US Stamps

Postal evidence of World War II civil censorship tells interesting stories

Jul 10, 2024, 10 AM
This 1943 cover and the message inset at lower left are only part of the fascinating story of civil censorship on the home front during World War II. Censorship began within a few days after the Dec. 7, 1941, attack on Pearl Harbor.

U.S. Stamp Notes by John M. Hotchner

The censorship system during World War II was complicated. Reasons for the inability to send material abroad were numerous. Shown with this column is an interesting example recently shared by Jerry Johnson of Kennewick, Wash.

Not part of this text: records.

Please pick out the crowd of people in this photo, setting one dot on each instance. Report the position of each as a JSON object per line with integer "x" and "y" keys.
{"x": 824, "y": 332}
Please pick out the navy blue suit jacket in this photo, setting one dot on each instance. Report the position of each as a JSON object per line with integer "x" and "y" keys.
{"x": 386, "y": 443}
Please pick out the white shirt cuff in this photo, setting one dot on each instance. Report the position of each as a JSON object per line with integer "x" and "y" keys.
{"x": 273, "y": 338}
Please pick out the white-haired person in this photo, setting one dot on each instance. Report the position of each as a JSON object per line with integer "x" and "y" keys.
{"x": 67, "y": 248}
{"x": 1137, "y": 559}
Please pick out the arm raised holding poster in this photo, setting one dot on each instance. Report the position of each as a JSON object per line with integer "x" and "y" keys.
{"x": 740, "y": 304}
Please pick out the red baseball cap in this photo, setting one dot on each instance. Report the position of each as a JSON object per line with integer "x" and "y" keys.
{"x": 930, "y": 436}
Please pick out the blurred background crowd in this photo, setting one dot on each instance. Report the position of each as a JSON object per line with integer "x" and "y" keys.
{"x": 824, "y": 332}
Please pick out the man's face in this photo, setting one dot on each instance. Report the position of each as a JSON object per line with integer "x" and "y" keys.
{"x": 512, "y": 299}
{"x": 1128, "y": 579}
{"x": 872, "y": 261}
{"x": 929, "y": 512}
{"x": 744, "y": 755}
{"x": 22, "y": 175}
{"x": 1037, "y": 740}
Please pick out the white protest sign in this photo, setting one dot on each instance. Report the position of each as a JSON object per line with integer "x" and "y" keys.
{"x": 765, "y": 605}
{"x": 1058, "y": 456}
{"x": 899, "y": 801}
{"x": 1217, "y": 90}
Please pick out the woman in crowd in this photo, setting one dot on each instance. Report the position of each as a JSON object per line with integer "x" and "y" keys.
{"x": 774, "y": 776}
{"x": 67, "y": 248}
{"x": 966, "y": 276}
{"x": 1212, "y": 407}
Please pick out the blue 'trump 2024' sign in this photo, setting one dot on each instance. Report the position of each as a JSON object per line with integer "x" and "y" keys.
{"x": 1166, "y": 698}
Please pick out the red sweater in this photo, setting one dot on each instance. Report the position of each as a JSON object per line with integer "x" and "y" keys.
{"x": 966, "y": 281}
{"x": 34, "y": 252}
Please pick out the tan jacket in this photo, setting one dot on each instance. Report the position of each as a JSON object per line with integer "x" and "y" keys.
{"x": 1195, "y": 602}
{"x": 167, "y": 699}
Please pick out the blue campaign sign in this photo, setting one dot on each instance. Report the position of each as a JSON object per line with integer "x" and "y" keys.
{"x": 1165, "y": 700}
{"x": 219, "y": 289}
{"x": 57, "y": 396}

Mailed early in January 1943, this cover was “Returned to Sender by Censor” after being inspected. Curiously, the inclusion of postage stamps was the reason for its return. The censor had inserted the notice shown here inset at the lower left of the cover. The notice reads: “Postage stamps may be sent to points outside the United States only upon permit issued by the Office of Censorship. Applications for permits should be made to the Philatelic Control Unit, U.S. Postal Censorship, 244 Seventh Avenue, New York, New York.”

Censorship began within a few days after the Dec. 7, 1941, attack on Pearl Harbor, as the military had been studying British practices in media censoring prior to U.S. involvement in the war. Thus, a plan was ready.

On Dec. 18, 1941, after Congress had passed a law known as the First War Powers Act (Public Law 354), President Franklin D. Roosevelt established the Office of Censorship, to be run by civilians.

The Office of Censorship worked with the Post Office, War and Navy departments to establish procedures. The latter two departments were responsible for censorship within their own organizations.

There were many reasons besides containing philatelic material that a letter could be returned to the sender: It contained information of possible use to the enemy; it was to a prisoner of war from a person who appeared to be unknown to the POW; it was addressed to an enemy or enemy-occupied country; it was to a prisoner of the Japanese and not in the form specified by them; it didn’t have a return address, and many more.

Given that the Pacific Ocean was a giant war zone, and most civilian mail destined overseas went through New York, it is not a surprise that the headquarters of the Office of Censorship was located there. However, it also had stations in other major cities.

Some problematic mail cases were routinely sent to New York, and mail containing philatelic material was among them. In late 1942, a dedicated entity called the Philatelic Control Unit was established in New York. Later, the unit opened branch offices in other locations, but that had not happened when this letter was sent from San Francisco to the postmaster at “Nukua Loa, Oceanica,” today known as Nuku’alofa, Tonga, in the South Pacific.

But why ban postage stamps? The reason was financial control. Keeping in mind that postage stamps had intrinsic value, the objective was to prevent enemies of the United States from exploiting trade in postage stamps as a money substitute for contributing to funding their enemies’ war effort.

The end of WWII civil censorship came with the Aug. 15, 1945, directive from President Harry S. Truman to the director of censorship, in which he ordered that censorship of all international communications cease at once. The office was officially closed on Nov. 15, 1945.

But for the four years that civil censorship operated, a wide range of markings on both incoming and outgoing mail was created. It makes for a fascinating area of collecting and research for today’s collectors.